Cependant, Gérard Niyondiko ne restera pas seul longtemps car en 2
015, il rencontre un nouvel associé le français Franck Langevin passionné par l’entreprenariat social. Ils vont ensemble porter le projet mais feront face à un blocage en 2017. Il fallait montrer aux potentiels partenaires du projet que les africains se lavent mais malheureusement, aucune donnée n’existait pour prouver cela. «Certes, il y a beaucoup d’ONG qui travaillent sur l’hygiène des mains avec le savon mais personne ne s’était posé la question sur l’hygiène corporelle». Comme il n’existait pas d’études sur le sujet, il fallait en faire. Aussi, grâce à la subvention d’une fondation en 2017, Gérard Niyondiko va conduire cette étude avec la collaboration de l’Institut des sciences des sociétés (INSS) du Burkina Faso. «L’étude a porté sur un échantillon de 1000 foyers dont 70% en milieu rural et 30% en milieu urbain et semi urbain». Au terme de l’étude, Gérard Niyondiko s’est rendu compte qu’après s’être lavés en Afrique, les gens surtout les femmes et les enfants utilisent une pommade à base de beurre de karité. Un constat qui a bouleversé tout le projet qui s’est donné pour mission de ne pas changer les habitudes de la population. «On ne va pas demander aux gens de laver leurs enfants avec notre savon qui est super efficace et ne pas frotter quelque chose après. Et s’ils frottent quelque chose que nous ne connaissons pas et ne contrôlons pas, ça peut enlever l’effet protection que nous voulons». Face à ce constat, Gérard Niyondiko et son associé se sont rendu compte qu’ils ont passé trois ans à développer un produit qui ne va pas avoir l’impact qu’il veut. Il fallait changer de cap. «C’est à partir de là qu’on a commencé à travailler sur une pommade. Après avoir validé le côté efficacité sur les moustiques, nous avons travaillé sur la texture et l’odeur pour que le produit repousse les moustiques tout en sentant bon».
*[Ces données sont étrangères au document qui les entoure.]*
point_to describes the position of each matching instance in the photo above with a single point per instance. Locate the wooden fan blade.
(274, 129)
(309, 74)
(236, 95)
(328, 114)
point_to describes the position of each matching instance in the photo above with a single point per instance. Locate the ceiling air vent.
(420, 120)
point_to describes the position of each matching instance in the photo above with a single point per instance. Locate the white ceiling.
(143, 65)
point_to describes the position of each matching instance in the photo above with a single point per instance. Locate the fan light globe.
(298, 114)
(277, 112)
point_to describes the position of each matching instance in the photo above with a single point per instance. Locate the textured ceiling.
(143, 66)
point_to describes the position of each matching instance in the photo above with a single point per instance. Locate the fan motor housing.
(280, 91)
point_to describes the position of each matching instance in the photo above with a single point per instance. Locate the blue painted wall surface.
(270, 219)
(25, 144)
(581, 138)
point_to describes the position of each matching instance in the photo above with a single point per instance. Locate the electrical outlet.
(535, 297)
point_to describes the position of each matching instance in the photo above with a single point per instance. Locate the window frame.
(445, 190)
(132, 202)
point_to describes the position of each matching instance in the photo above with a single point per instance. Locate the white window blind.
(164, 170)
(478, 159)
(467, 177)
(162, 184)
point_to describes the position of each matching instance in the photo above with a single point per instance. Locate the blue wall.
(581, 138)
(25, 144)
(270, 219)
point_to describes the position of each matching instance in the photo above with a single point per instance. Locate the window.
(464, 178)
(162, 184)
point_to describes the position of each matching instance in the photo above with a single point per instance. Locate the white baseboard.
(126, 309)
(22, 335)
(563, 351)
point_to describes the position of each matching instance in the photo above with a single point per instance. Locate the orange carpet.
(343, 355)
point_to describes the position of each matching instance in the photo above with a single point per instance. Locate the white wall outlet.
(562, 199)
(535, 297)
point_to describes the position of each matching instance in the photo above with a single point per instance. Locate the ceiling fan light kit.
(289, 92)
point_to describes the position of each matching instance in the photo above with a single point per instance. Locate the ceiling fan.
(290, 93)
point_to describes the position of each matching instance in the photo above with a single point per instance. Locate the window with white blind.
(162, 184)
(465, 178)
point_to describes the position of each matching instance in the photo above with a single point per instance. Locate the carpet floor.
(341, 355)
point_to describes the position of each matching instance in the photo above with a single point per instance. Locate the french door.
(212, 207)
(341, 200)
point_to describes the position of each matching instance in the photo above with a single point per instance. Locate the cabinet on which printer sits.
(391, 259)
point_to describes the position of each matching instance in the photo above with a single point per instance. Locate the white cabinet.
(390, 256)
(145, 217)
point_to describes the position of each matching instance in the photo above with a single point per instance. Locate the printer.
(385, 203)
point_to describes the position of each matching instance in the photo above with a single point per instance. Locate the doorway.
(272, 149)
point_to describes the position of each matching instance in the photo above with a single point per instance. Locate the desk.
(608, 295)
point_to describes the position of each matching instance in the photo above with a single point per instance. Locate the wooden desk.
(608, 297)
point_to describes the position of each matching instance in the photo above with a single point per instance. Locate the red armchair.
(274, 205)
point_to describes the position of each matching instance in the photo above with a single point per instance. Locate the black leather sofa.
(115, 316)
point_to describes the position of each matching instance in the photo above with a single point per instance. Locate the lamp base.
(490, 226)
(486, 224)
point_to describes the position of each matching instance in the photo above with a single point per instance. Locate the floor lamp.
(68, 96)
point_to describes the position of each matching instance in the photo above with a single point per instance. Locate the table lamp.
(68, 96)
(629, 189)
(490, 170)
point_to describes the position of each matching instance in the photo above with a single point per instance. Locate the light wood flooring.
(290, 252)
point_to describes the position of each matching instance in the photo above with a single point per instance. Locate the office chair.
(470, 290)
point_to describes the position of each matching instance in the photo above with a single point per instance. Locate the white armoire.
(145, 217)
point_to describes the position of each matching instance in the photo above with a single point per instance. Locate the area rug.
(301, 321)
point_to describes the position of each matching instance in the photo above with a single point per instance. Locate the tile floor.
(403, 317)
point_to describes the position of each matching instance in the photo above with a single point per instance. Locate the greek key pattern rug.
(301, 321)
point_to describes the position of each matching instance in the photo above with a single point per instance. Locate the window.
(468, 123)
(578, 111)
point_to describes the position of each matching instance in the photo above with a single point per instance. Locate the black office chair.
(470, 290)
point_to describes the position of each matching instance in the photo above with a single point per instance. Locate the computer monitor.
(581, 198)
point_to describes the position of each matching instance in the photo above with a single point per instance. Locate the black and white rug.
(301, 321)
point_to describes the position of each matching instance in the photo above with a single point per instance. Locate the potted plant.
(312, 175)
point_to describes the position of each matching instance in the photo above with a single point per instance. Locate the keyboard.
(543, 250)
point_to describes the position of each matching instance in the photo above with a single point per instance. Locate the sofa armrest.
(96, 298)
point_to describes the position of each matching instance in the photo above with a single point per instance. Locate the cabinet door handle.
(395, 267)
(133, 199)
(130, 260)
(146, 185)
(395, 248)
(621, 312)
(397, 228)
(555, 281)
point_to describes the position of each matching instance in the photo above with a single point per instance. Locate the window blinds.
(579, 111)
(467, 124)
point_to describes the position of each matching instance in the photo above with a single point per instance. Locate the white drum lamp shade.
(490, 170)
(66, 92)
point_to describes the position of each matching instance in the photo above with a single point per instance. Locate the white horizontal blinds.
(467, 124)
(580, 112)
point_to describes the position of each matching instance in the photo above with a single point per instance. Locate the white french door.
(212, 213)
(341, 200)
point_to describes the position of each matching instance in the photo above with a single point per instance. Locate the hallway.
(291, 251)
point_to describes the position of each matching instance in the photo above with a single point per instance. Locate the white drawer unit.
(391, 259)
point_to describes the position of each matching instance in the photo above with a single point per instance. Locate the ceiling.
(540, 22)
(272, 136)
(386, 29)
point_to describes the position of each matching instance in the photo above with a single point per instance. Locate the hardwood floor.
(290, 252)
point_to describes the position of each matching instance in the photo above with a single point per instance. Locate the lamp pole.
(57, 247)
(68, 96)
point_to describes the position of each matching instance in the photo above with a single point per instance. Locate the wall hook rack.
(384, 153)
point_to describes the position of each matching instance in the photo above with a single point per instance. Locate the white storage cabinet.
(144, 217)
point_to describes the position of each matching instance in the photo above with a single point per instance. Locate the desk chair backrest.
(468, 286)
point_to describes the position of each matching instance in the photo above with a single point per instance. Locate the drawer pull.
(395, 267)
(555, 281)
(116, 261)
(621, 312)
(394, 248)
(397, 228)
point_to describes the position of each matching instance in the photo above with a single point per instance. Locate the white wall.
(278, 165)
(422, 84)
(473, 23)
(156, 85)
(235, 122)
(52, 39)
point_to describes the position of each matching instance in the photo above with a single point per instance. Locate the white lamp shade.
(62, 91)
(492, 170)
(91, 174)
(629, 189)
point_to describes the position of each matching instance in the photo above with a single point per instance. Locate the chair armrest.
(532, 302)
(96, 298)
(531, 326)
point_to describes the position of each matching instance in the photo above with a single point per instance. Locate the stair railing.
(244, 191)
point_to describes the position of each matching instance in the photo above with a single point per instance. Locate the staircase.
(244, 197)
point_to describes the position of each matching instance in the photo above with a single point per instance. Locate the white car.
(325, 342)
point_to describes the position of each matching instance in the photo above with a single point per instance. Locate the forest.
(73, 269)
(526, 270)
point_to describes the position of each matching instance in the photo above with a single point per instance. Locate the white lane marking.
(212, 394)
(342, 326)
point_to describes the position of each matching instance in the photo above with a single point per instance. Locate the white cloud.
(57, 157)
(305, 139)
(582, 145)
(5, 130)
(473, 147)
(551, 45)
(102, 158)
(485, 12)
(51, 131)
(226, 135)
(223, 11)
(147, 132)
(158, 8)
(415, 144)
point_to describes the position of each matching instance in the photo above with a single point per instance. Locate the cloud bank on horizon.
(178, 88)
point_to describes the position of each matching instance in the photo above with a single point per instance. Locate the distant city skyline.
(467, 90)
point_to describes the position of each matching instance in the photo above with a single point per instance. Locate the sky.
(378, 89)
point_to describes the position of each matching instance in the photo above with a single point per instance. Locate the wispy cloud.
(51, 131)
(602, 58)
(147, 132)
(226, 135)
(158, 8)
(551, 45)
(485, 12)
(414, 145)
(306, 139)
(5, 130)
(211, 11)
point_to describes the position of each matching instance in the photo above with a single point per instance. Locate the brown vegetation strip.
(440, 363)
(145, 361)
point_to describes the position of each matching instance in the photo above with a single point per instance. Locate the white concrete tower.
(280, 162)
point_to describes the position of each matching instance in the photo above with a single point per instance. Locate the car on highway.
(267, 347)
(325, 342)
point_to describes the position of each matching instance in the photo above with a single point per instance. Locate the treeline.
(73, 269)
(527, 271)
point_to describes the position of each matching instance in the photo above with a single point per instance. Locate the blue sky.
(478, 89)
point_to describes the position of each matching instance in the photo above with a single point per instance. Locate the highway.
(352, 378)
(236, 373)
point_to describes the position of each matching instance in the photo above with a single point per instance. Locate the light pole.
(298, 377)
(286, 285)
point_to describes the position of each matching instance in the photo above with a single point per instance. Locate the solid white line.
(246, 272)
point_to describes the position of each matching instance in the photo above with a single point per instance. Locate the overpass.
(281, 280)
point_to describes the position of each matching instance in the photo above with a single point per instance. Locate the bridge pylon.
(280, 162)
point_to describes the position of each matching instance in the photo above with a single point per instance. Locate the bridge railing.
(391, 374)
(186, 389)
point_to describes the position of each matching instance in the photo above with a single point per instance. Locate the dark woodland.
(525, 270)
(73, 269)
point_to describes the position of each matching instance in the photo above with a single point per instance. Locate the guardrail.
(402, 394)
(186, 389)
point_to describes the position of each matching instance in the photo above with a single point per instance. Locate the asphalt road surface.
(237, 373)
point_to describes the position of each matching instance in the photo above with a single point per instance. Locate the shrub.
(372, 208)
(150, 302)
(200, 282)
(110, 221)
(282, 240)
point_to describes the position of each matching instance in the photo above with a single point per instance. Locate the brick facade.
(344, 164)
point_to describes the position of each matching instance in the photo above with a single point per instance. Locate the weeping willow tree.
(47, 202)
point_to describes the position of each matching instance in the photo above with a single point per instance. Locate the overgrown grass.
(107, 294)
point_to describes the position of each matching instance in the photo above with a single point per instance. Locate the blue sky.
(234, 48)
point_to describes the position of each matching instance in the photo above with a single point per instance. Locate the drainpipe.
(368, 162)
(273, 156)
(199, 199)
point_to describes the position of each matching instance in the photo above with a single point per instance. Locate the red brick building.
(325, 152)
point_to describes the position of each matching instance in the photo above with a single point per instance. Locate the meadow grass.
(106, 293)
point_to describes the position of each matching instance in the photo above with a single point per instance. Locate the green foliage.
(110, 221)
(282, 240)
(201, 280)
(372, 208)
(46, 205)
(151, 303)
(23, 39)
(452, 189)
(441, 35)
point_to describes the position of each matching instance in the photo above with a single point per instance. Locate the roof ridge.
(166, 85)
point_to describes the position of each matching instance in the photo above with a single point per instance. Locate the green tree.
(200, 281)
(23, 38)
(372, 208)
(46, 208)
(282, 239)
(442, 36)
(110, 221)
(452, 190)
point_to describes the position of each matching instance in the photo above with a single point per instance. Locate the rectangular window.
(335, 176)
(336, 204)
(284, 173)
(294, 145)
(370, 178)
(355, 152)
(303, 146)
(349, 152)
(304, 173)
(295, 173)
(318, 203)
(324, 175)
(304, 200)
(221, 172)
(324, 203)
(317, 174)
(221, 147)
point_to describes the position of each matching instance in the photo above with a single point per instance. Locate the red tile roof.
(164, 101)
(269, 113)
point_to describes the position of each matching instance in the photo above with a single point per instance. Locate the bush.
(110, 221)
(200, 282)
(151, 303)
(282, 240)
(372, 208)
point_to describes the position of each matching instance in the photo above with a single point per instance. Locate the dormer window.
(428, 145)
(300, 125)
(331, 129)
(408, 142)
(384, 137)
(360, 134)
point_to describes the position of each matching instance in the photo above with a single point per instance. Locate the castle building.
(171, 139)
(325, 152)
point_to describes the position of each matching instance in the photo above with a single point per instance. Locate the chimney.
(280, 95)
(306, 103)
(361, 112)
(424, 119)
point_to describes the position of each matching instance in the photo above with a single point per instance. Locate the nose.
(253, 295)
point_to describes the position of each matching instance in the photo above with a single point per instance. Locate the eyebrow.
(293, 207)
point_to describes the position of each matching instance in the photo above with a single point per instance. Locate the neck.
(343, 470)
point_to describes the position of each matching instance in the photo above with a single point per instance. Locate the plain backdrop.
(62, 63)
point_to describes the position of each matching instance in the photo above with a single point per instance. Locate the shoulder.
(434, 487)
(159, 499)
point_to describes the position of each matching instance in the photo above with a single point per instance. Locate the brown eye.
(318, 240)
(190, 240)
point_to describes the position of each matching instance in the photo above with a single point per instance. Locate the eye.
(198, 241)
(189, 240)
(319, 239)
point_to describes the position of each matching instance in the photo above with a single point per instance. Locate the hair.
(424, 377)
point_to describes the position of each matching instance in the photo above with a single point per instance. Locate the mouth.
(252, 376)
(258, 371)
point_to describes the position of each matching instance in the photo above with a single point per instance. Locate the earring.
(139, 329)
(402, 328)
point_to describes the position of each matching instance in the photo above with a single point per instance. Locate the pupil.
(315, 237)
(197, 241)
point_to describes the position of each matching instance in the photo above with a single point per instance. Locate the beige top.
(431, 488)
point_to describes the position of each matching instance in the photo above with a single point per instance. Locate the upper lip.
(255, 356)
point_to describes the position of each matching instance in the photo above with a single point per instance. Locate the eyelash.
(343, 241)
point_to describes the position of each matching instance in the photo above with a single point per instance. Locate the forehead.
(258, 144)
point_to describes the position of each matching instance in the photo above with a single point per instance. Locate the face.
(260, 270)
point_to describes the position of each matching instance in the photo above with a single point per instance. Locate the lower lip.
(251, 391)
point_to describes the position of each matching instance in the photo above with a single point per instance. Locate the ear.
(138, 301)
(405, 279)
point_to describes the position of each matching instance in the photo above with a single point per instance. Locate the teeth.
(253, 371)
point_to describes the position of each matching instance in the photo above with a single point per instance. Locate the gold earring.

Maïa Africa, c’est 8 heures de protection complète
Si la pommade fait 8 heures de protection complète après application, elle reste néanmoins toujours efficace à 80%, au de-là de 10 heures. La phase pilote de lancement de la pommade a été réalisé en Août dernier à Ouagadougou avec un stock limité d’environ 6 000 pots. «On est autour de 5 000 pots déjà vendus en moins de trois mois alors qu’on n’a pas fait de publicité. La publicité s’est fait de bouche à oreille et le produit s’est très bien vendue en pharmacie, dans les boutiques et les alimentations». Gérard Niyondiko annonce un lancement à grand échelle en 2020 avec la fabrication de 400 000 pots pour couvrir au moins deux à quatre pays africains en attendant 2021 pour atteindre 1 million de pots vendus à travers le continent. «Plus le produit est utilisé par un plus grand nombre, plus on a la probabilité de protéger le plus de vies». Pour la réussite du lancement en 2020, le directeur général Gérard Niyondiko est en train de chercher la somme de 80 millions de FCFA (environ 121 000 euro) et reste confiant. «On n’est pas loin de boucler la mobilisation de la somme et on reste confiant que d’ici début 2020, on aura le stock. Grâce au lancement, on aura d’autres opportunités pour la suite». Déjà, pour son sacre à la compétition «Marathon du Sahel», la Start up a empoché 15 000 euro (environ10 millions FCFA). «La compétition nous a ouvert d’énormes opportunités. Nous sommes rentrés directement en contact avec nos potentiels clients. On s’est tissé un vaste réseau parce qu’il y avait des Institutions financières et des investisseurs présents». La Start up est logée à Ouagadougou dans un incubateur appelé la Fabrique qui accompagne les entrepreneurs sociaux. Elle est actuellement en phase d’homologation. «Je suis l’un des premiers projets incubés par la Fabrique en 2015. La Fabrique nous a fait et nous aussi avons fait la Fabrique».